Le « tri » humanitaire: Un dilemme moral sans précédent
Pour la première fois, la communauté internationale ne se contente plus de déplorer un manque de fonds ; elle planifie effectivement l’exclusion de plus de la moitié des vulnérables. Ce « choix douloureux » est la conséquence directe d’une chute vertigineuse des financements.
En 2024, les États-Unis portaient à bout de bras 70 % de l’effort humanitaire en RDC. En 2026, ce pilier s’est fissuré à une « vitesse fulgurante » , laissant le pays — pourtant premier programme américain au monde par le passé — dans un vide financier abyssal.
Une explosion des besoins sur fond de chaos sécuritaire
Si l’argent manque, les causes de la détresse, elles, ne faiblissent pas. Le pays est pris dans un étau de violences multiples:
L’ombre des « autorités de facto »: Dans l’Est, de vastes zones échappent au contrôle de l’État. Les ONG nationales y travaillent sous une pression constante, rendant l’acheminement de l’aide périlleux et, souvent , politisé.

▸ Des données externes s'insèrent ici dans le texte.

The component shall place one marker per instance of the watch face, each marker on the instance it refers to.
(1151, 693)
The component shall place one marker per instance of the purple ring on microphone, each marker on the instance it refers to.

Le brasier de l’Ituri: Les atrocités commises par les ADF et les affrontements persistants bloquent l’accès aux populations les plus isolées, là où les besoins sont les plus criants.
5,3 millions de déplacés: Le prix de l’indifférence
Le bilan humain est vertigineux. La RDC compte désormais 5,3 millions de déplacés internes, dont la grande majorité s’entasse dans les quatre provinces de l’Est. À ce chaos s’ajoute un phénomène de retour massif: 4,1 millions de personnes sont revenus dans leurs zones d’origine depuis début 2025.Cependant, ces retours ne sont pas toujours synonymes de paix. Si certains sont volontaires, beaucoup sont forcés, renvoyant des familles entières dans des zones encore sous contrôle rebelle, sans ressources ni protection, aggravant un cycle de précarité déjà insoutenable.
Vers une catastrophe silencieuse?
En limitant son intervention à 7 millions de personnes, l’aide internationale se concentre uniquement sur les « urgences des urgences ».
Mais que deviendront les 8 millions de laissez-pour-compte? Privés de nourriture, de soins de base et d’eau potable, ils constituent une bombe à retardement sanitaire et sociale pour la région.